Todo preparado, mamá. Esa noche Estrella tenía planes muy distintos.
Pues llegaremos a las ocho. ¡Que esté todo listo para cenar, eh!
Aquello sonó más a amenaza. Estrella supo que había hecho lo correcto.
Y luego, el gran teatro familiar: ¡Ya vamos para tu casa! Pero para su propia casa, pensó Estrella.
A las ocho en punto, toda la familia padre, madre, hermana, cuñado y los niños llegó al palacio de la abuela, esperando cena y techo para todos. Festejar y, claro, el gran regalo para Aurora.
Pero, cosas del destino (o de la honrada Tierra castellana), la llave no encajaba. Habían guardado una copia, por si acaso.
Al llamar al timbre, abrió un tipo con barba y un perro peludo como un manto de trapos, ambos con evidentes señales de sidra.
El tipo parecía de carnaval: camiseta de rayas y calzoncillos negros de satén, reliquias del pleistoceno, piernas larguiruchas metidas en unas zapatillas viejas.
¿Y ustedes qué buscan aquí? gruñó el hombre. ¡Ahora mismo le arranco la mano a quien siga con el timbre!
Disculpe, ¿quién es usted? preguntó el cuñado.
Pues mire, ¡soy el nuevo inquilino, y sin abrigo! se carcajeó él solo. Perdonen estar así: ¡el smoking no me lo entregaron de la tintorería! Imagínese, ¡plena campaña navideña!
¿Y Estrella? preguntó la madre, lívida.
¿Quién? ¿Estrella? ¿La del pelo así, así? el hombre hizo un contorno en el aire.
¡Esa! al hombre por fin le encajó. Pues tutú, que se ha ido
¿Cómo que se ha ido? ¿A dónde puede irse Estrella de su propia casa? protestó el padre.
¡A la vida nueva, señor! Eso dijo: Que me voy a una vida nueva. ¡Y aquí servidor es el nuevo dueño legal del piso! el hombre hizo una especie de reverencia, resbalando con las pantuflas.
¡Ah! Me dijo que les diera recuerdos a todos. Que si ustedes son la familia, que les des un saludo. Pues venga, ¡un saludo de parte de Estrella!
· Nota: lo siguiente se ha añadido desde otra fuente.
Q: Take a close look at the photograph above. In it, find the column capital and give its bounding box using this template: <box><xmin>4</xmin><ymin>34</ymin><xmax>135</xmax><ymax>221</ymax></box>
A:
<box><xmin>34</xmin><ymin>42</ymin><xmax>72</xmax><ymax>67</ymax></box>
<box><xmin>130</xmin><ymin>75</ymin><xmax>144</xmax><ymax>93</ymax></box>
Nada más, ¿eh? Corran a casa, que quedan diez minutos para las campanadas. ¡No sea que se las pierdan! Vamos, rapidito que aquí el perro Colombo, que así le llamó también quiere cena.
El perro ladró con desgana.
¡Anda! añadió el hombre. ¡Feliz año nuevo, familia!
Y cerró la puerta en sus narices.
Mira que eres, hija consiguió decir Carmen Ortega, cuando por fin Estrella contestó al teléfono.
¡Yo también te quiero, mamá! repitió con ternura, colgando enseguida.
Efectivamente, Estrella había empezado una vida nueva, que prometía ser mil veces mejor que la anterior.